第54回 あずまくんが答える『住宅の構造材別の長所と短所を教えてください』

日本の住宅は古くから木造が多かったのですが、近年では住宅の構造材に鉄骨や鉄筋コンクリートなどの素材も利用されるようになりました。また鉄筋木造といった双方のメリットを生かしたものも存在しており、それぞれに長所と短所を持っています。

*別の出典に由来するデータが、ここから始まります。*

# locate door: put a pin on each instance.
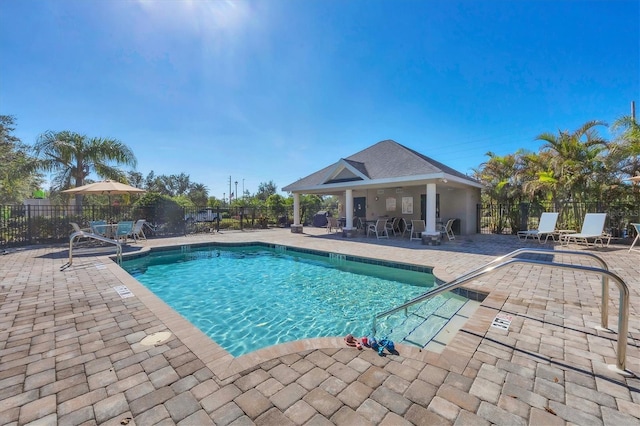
(360, 207)
(423, 207)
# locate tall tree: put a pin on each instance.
(265, 189)
(18, 178)
(73, 157)
(577, 160)
(199, 194)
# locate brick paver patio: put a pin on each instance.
(72, 349)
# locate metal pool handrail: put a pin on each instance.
(623, 314)
(82, 234)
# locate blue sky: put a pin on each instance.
(274, 90)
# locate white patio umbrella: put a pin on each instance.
(105, 187)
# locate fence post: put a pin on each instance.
(29, 234)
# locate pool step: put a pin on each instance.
(433, 325)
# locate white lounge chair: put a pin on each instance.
(592, 228)
(380, 229)
(637, 226)
(546, 227)
(417, 228)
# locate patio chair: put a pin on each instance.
(637, 227)
(446, 230)
(137, 232)
(380, 229)
(417, 228)
(406, 227)
(83, 233)
(546, 227)
(592, 227)
(98, 227)
(333, 223)
(123, 230)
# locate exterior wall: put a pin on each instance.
(457, 203)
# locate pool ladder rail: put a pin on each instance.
(510, 259)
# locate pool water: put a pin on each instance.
(247, 298)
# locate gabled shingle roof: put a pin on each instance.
(382, 161)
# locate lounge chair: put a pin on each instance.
(379, 228)
(637, 226)
(417, 228)
(137, 233)
(446, 230)
(546, 227)
(592, 228)
(123, 230)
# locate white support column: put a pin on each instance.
(296, 208)
(296, 228)
(348, 201)
(430, 223)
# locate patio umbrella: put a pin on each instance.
(105, 187)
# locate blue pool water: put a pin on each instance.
(247, 298)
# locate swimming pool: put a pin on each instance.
(249, 297)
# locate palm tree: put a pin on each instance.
(576, 159)
(73, 157)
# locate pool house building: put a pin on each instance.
(390, 180)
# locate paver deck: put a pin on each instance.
(73, 351)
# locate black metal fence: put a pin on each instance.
(25, 225)
(28, 224)
(511, 218)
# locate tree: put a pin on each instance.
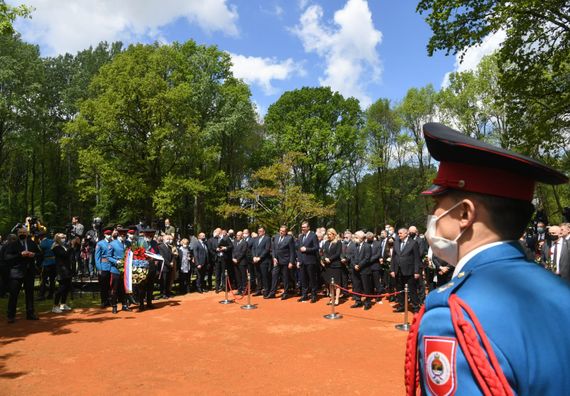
(8, 15)
(274, 199)
(322, 125)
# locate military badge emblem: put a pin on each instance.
(439, 366)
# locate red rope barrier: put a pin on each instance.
(369, 295)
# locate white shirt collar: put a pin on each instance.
(465, 259)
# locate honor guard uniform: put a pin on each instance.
(499, 327)
(103, 251)
(117, 282)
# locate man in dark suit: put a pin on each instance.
(200, 253)
(283, 249)
(375, 260)
(405, 267)
(361, 270)
(262, 260)
(239, 259)
(556, 257)
(21, 256)
(309, 262)
(165, 250)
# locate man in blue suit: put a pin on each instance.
(103, 251)
(500, 325)
(118, 248)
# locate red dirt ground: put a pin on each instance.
(192, 344)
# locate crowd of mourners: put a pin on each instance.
(364, 267)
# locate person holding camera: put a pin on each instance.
(22, 255)
(63, 254)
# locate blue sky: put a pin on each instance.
(367, 49)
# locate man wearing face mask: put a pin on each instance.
(103, 251)
(484, 331)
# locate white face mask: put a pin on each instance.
(443, 248)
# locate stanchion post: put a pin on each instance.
(226, 300)
(249, 305)
(406, 325)
(333, 315)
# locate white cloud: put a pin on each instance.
(473, 55)
(61, 26)
(348, 48)
(261, 71)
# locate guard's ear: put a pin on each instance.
(468, 213)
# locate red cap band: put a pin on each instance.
(484, 180)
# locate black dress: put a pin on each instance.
(332, 251)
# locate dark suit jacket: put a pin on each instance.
(332, 251)
(200, 254)
(375, 255)
(63, 261)
(166, 252)
(21, 266)
(311, 244)
(239, 252)
(262, 249)
(362, 258)
(407, 261)
(284, 252)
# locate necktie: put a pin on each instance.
(555, 256)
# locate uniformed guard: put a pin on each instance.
(102, 254)
(117, 271)
(499, 327)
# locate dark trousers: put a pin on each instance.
(367, 284)
(201, 278)
(165, 281)
(14, 289)
(310, 279)
(105, 285)
(377, 282)
(117, 289)
(185, 281)
(4, 280)
(62, 291)
(219, 268)
(356, 283)
(265, 270)
(401, 281)
(48, 277)
(279, 271)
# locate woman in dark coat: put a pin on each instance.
(331, 259)
(63, 257)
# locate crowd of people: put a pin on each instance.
(364, 266)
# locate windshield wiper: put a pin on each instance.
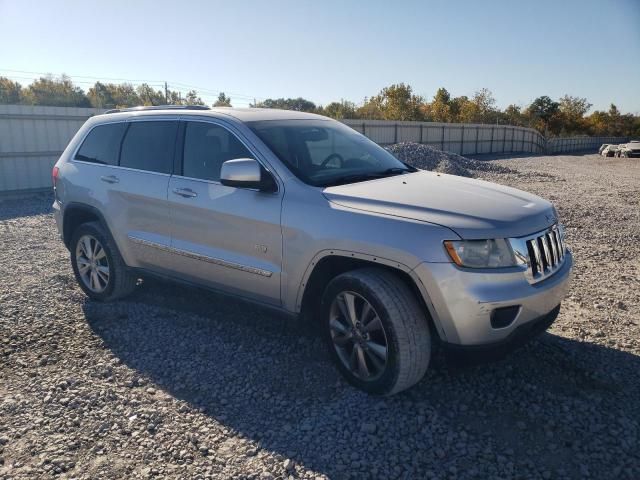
(361, 177)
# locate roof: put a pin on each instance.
(241, 114)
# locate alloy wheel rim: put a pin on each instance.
(358, 336)
(93, 264)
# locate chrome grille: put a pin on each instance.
(543, 253)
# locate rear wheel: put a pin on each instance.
(97, 264)
(377, 333)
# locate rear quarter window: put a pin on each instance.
(102, 144)
(149, 146)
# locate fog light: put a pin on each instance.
(503, 317)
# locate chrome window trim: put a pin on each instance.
(250, 148)
(198, 256)
(155, 118)
(75, 150)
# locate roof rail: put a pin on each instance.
(159, 107)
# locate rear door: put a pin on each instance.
(225, 237)
(137, 200)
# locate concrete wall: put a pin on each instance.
(32, 139)
(465, 139)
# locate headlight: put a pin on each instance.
(481, 253)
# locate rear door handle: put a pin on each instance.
(109, 179)
(185, 192)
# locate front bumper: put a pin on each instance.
(462, 301)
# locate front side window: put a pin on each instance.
(149, 146)
(102, 145)
(325, 152)
(207, 147)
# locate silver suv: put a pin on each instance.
(303, 214)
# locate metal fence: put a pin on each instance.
(32, 139)
(578, 144)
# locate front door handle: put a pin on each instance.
(185, 192)
(109, 179)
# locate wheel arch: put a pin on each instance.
(328, 264)
(75, 214)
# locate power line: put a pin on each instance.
(154, 83)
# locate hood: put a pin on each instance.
(474, 209)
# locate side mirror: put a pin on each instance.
(246, 173)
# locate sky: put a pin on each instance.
(334, 49)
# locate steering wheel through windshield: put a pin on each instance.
(326, 161)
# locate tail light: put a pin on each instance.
(54, 176)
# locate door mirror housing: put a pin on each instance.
(247, 173)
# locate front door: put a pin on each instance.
(227, 238)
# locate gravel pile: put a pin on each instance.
(426, 157)
(180, 383)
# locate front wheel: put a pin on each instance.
(97, 264)
(377, 332)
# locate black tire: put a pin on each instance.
(121, 281)
(405, 324)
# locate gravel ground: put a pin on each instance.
(181, 383)
(426, 157)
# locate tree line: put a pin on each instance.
(565, 116)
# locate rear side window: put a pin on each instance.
(149, 146)
(102, 145)
(206, 147)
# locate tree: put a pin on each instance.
(541, 111)
(100, 96)
(10, 92)
(340, 110)
(223, 101)
(572, 111)
(149, 96)
(192, 98)
(299, 104)
(513, 116)
(55, 92)
(439, 110)
(397, 102)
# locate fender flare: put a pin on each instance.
(374, 260)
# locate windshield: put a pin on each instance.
(326, 152)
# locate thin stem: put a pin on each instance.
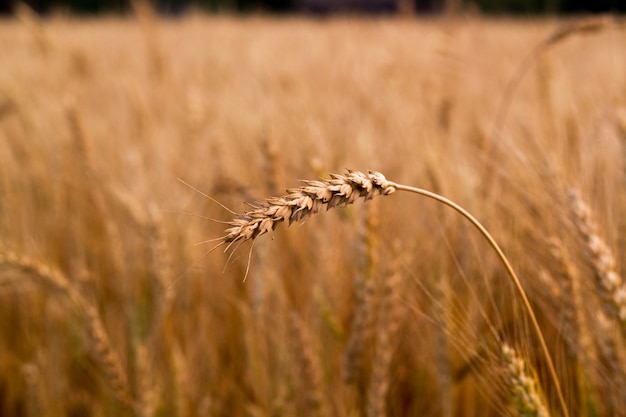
(512, 274)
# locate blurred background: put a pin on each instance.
(178, 7)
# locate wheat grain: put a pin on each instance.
(612, 287)
(525, 393)
(304, 201)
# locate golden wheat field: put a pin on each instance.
(121, 139)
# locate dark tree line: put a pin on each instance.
(176, 7)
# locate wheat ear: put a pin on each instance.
(523, 387)
(611, 285)
(341, 190)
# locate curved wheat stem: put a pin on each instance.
(345, 189)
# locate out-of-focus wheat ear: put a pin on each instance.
(362, 327)
(272, 165)
(162, 264)
(98, 337)
(179, 376)
(29, 18)
(576, 330)
(442, 310)
(387, 325)
(147, 389)
(610, 285)
(148, 20)
(107, 357)
(34, 389)
(311, 373)
(522, 383)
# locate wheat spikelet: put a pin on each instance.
(304, 201)
(524, 390)
(612, 287)
(345, 189)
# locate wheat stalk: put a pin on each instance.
(342, 190)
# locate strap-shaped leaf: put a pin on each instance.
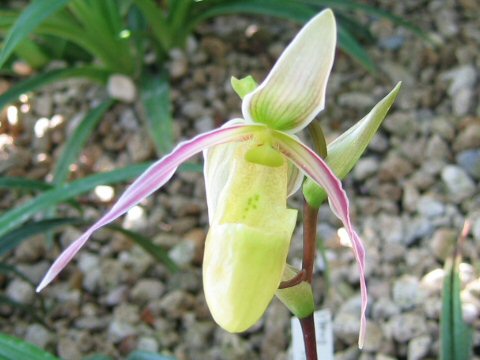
(49, 77)
(157, 107)
(12, 348)
(29, 19)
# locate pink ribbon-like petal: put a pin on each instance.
(315, 168)
(150, 181)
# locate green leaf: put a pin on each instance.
(158, 252)
(375, 11)
(12, 348)
(456, 337)
(27, 22)
(344, 152)
(243, 86)
(23, 184)
(285, 9)
(32, 54)
(19, 215)
(98, 357)
(12, 239)
(146, 355)
(77, 140)
(157, 106)
(45, 78)
(156, 19)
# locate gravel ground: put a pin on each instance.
(410, 195)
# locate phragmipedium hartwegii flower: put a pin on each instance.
(251, 166)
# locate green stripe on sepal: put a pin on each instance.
(299, 298)
(243, 86)
(344, 152)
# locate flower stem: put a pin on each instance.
(309, 339)
(309, 240)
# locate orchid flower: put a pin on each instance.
(251, 166)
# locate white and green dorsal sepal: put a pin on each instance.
(294, 91)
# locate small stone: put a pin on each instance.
(31, 249)
(416, 228)
(468, 138)
(345, 327)
(395, 168)
(43, 105)
(122, 88)
(407, 292)
(461, 88)
(365, 168)
(183, 253)
(407, 326)
(419, 347)
(20, 291)
(119, 330)
(447, 22)
(437, 148)
(410, 197)
(384, 308)
(147, 344)
(146, 290)
(139, 147)
(469, 160)
(193, 109)
(430, 207)
(458, 183)
(442, 243)
(391, 228)
(432, 282)
(204, 124)
(68, 349)
(476, 230)
(373, 337)
(356, 100)
(38, 335)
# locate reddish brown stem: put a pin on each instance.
(297, 279)
(309, 240)
(308, 329)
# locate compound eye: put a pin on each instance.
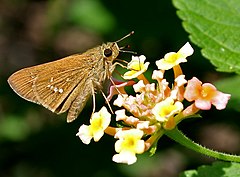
(108, 52)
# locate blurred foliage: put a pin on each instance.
(36, 142)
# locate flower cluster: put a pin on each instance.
(154, 108)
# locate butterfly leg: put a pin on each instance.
(79, 102)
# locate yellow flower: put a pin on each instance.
(98, 123)
(166, 109)
(136, 67)
(128, 145)
(172, 59)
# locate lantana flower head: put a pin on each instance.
(154, 108)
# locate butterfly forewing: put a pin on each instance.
(50, 84)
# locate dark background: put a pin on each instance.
(36, 142)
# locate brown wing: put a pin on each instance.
(51, 84)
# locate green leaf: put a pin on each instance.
(91, 14)
(215, 27)
(217, 169)
(14, 128)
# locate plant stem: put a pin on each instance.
(179, 137)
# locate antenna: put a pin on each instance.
(124, 37)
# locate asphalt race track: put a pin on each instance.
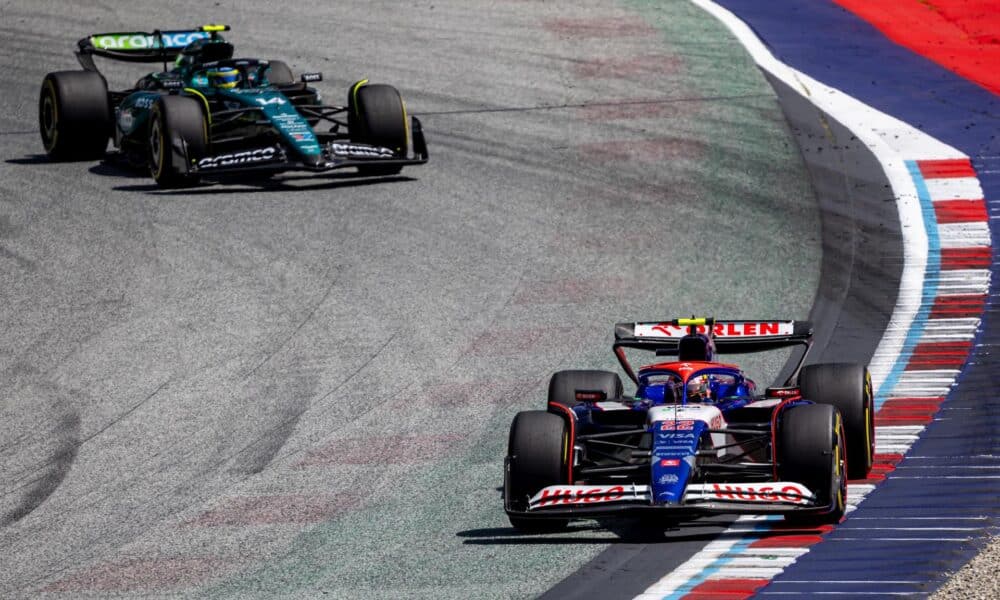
(303, 388)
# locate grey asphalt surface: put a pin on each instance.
(305, 389)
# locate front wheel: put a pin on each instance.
(178, 132)
(74, 115)
(376, 115)
(538, 453)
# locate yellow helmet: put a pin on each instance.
(226, 78)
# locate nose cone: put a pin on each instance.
(312, 160)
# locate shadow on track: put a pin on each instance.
(326, 182)
(627, 532)
(112, 167)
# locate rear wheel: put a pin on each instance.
(74, 115)
(177, 131)
(376, 115)
(848, 387)
(538, 452)
(810, 450)
(564, 385)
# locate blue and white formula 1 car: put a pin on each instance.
(697, 438)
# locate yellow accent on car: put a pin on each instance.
(692, 321)
(406, 125)
(55, 114)
(354, 93)
(208, 111)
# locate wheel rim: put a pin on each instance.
(156, 148)
(840, 471)
(48, 117)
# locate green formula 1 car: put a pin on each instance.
(207, 114)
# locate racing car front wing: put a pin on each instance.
(581, 501)
(334, 155)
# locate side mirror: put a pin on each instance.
(591, 396)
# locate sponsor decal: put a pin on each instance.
(668, 450)
(257, 155)
(359, 151)
(684, 425)
(721, 330)
(274, 100)
(577, 495)
(138, 41)
(788, 492)
(125, 120)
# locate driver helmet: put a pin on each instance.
(225, 78)
(699, 389)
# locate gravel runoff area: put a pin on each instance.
(977, 579)
(304, 388)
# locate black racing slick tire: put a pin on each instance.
(178, 131)
(74, 115)
(376, 115)
(564, 385)
(538, 454)
(848, 387)
(279, 73)
(810, 449)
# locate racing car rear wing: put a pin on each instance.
(141, 46)
(730, 336)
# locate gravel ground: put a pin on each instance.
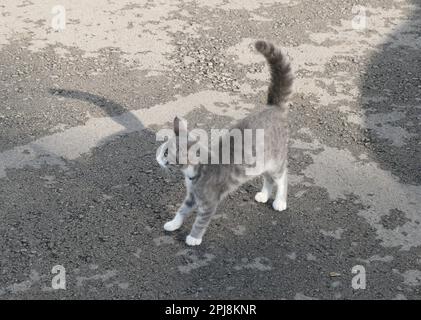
(80, 187)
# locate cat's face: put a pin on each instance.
(174, 152)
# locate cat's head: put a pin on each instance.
(175, 151)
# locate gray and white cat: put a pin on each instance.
(208, 184)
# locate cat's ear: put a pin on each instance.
(180, 126)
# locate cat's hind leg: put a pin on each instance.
(187, 206)
(200, 225)
(281, 181)
(264, 195)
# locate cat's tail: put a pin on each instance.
(282, 76)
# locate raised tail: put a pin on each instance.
(281, 74)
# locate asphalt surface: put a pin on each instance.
(80, 187)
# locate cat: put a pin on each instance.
(208, 184)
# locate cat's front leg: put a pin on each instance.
(187, 206)
(200, 225)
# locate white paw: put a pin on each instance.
(261, 197)
(279, 205)
(174, 224)
(193, 241)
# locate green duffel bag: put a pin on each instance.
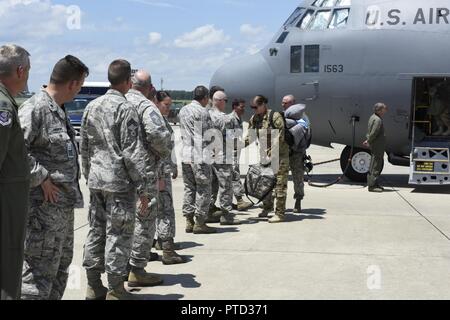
(259, 182)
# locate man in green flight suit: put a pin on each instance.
(14, 171)
(376, 141)
(268, 120)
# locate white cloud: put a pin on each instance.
(251, 31)
(202, 37)
(154, 37)
(253, 49)
(32, 19)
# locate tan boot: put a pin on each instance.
(202, 228)
(140, 278)
(228, 219)
(119, 293)
(243, 205)
(265, 213)
(95, 289)
(170, 257)
(159, 246)
(298, 206)
(190, 224)
(276, 219)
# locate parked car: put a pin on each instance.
(75, 109)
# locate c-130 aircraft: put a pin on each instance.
(340, 57)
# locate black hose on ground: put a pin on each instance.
(315, 185)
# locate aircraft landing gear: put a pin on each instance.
(359, 166)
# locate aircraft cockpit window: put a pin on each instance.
(344, 3)
(296, 59)
(321, 20)
(318, 3)
(304, 22)
(312, 58)
(282, 37)
(294, 17)
(324, 3)
(340, 18)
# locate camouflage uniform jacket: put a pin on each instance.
(156, 136)
(13, 155)
(222, 123)
(169, 163)
(112, 150)
(262, 122)
(195, 121)
(236, 125)
(52, 150)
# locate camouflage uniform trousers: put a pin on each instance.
(197, 190)
(165, 221)
(160, 221)
(298, 174)
(280, 191)
(222, 186)
(238, 187)
(111, 229)
(144, 233)
(48, 252)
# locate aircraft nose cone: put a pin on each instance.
(245, 78)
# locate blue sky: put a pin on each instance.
(183, 42)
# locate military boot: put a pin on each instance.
(158, 245)
(190, 224)
(243, 205)
(228, 219)
(117, 289)
(298, 206)
(277, 219)
(169, 255)
(140, 278)
(265, 213)
(213, 218)
(119, 293)
(214, 210)
(200, 227)
(95, 289)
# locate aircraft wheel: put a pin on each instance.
(360, 164)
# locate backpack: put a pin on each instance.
(259, 182)
(288, 137)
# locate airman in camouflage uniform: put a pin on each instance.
(376, 141)
(156, 142)
(115, 166)
(222, 168)
(50, 140)
(238, 131)
(165, 222)
(262, 124)
(14, 171)
(195, 121)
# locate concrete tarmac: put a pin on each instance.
(347, 244)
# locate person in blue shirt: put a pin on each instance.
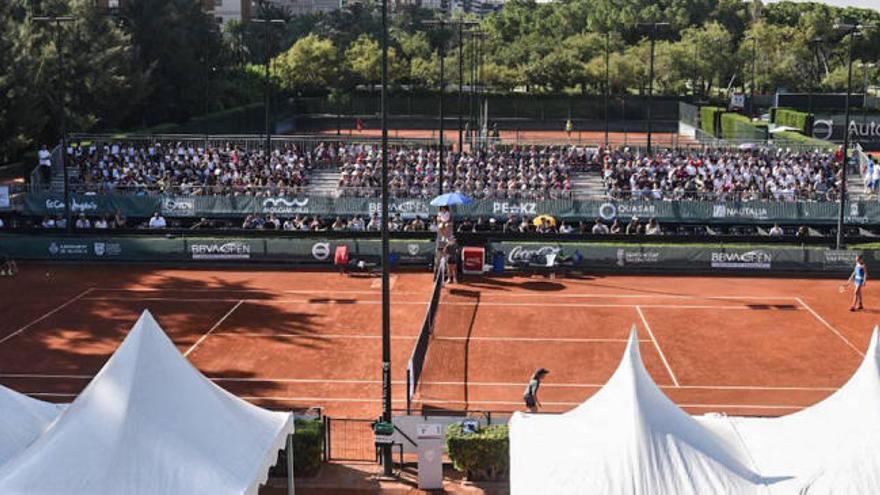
(859, 277)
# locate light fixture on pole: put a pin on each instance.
(57, 21)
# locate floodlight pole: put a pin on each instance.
(388, 468)
(607, 81)
(442, 51)
(851, 30)
(652, 26)
(267, 90)
(62, 117)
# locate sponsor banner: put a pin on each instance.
(857, 213)
(676, 258)
(756, 259)
(214, 249)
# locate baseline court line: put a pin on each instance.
(488, 294)
(343, 381)
(219, 322)
(439, 401)
(50, 313)
(342, 336)
(828, 325)
(422, 303)
(659, 351)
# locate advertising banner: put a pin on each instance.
(743, 212)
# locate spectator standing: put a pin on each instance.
(634, 227)
(531, 394)
(82, 222)
(615, 227)
(157, 221)
(119, 220)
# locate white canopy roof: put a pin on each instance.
(22, 421)
(150, 423)
(629, 438)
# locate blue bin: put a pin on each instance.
(498, 262)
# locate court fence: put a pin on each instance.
(719, 209)
(584, 255)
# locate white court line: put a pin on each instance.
(317, 336)
(219, 322)
(470, 402)
(422, 303)
(486, 294)
(659, 351)
(50, 313)
(331, 381)
(828, 325)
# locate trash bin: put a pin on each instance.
(498, 262)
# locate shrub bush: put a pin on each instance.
(736, 126)
(709, 119)
(308, 447)
(482, 456)
(801, 121)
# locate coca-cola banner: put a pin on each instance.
(647, 257)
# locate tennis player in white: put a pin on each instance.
(858, 278)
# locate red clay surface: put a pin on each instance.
(301, 339)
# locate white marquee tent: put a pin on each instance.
(22, 421)
(150, 423)
(629, 438)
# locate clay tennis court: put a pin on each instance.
(299, 339)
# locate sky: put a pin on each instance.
(865, 4)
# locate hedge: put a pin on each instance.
(798, 138)
(801, 121)
(736, 126)
(481, 456)
(709, 119)
(308, 447)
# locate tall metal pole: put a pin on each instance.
(62, 104)
(752, 96)
(651, 88)
(266, 90)
(607, 80)
(652, 27)
(62, 84)
(442, 116)
(460, 92)
(840, 213)
(386, 293)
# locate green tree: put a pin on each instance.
(363, 59)
(311, 63)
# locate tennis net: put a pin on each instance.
(417, 360)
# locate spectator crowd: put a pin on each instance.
(186, 169)
(529, 172)
(752, 174)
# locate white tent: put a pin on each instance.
(22, 421)
(150, 423)
(832, 438)
(629, 438)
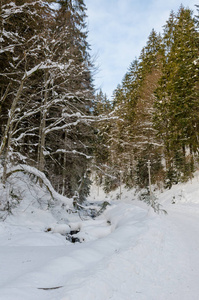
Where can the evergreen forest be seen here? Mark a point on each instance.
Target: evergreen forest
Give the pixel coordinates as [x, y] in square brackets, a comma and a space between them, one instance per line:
[53, 120]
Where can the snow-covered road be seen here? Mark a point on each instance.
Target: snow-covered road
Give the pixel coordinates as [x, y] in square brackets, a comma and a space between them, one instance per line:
[132, 255]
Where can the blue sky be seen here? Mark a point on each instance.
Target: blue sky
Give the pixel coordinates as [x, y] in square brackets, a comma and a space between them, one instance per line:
[118, 30]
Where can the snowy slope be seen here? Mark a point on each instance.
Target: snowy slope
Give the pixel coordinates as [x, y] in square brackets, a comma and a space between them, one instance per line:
[127, 253]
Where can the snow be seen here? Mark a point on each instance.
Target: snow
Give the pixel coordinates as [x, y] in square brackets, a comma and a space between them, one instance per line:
[126, 253]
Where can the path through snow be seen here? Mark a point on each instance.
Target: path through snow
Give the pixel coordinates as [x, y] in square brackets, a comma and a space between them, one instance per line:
[141, 256]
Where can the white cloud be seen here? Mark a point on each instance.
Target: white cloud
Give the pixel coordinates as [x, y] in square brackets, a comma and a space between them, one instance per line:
[118, 30]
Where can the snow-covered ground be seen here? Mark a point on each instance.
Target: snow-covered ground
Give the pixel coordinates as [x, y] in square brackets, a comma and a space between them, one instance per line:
[127, 253]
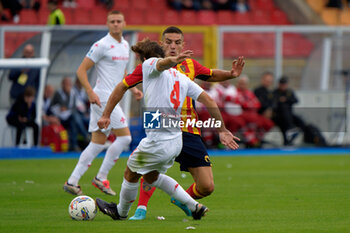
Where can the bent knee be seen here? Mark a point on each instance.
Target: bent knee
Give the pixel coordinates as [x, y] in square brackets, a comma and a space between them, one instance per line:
[206, 189]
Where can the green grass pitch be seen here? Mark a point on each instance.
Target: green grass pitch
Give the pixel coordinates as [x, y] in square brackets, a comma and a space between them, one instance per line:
[252, 194]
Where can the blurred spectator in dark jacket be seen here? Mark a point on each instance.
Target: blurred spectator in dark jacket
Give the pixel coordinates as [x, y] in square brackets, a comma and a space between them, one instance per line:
[256, 124]
[335, 4]
[185, 4]
[22, 114]
[22, 78]
[240, 6]
[223, 4]
[283, 116]
[63, 106]
[14, 6]
[31, 4]
[56, 16]
[207, 5]
[265, 95]
[47, 118]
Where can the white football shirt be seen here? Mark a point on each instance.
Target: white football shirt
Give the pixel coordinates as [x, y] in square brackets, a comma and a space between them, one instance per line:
[110, 58]
[166, 91]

木造の特徴はその柔軟性にあり、しなやかで軽量であることから地震が多い日本の特徴に合ったものとなっているのがポイントです。地震の揺れを分散し倒壊しにくい構造となっているほか、四季の変化に対して対応することもできるため、夏は涼しく冬は暖かい環境を維持することができると古くから利用されてきました。さらに加工がしやすいことから様々なデザインのものを作るのにも適しており、個性の豊かな住宅を建築することにも向いている素材となっています。しかし、燃えやすいと言うところが難点で、万が一火事になった場合には全焼する危険性も非常に高いのが特徴であるほか、一度倒壊すると連鎖的に全てが倒れてしまうと言う危険も持っていることから、この点に十分に注意をすることが必要です。
鉄骨や鉄筋コンクリートは構造材の中では非常に強く堅牢であるため、しっかりと固定できる点がポイントとなっている反面、しなやかさに欠けるため地震等の際には住宅が破壊されてしまうと言う危険も持っています。そのため、現在では免震構造を土台の部分に施すのが通例となっており、特に鉄筋コンクリートの場合にはコンクリート部分が衝撃に弱いためその対策を十分に行う必要があります。
さらに鉄は保熱性が良くないため、鉄骨や鉄筋コンクリートの場合には夏は暑くなる傾向があり、逆に冬は冷たくなってしまうと言うデメリットを持っています。そのため断熱対策等は十分に行う必要があり、安定性は高いものの様々な部分で木造に劣ると言う面を持っている点は否めません。
しかし金属を利用しているために災害などで倒壊をしてしまうことが比較的少なく、また重いために安定性が高いと言う点もメリットです。免震構造を採用することで重心が低い点がさらに効果的に生かされ、近年では快適性も非常に高いものが多いのが特徴となっています。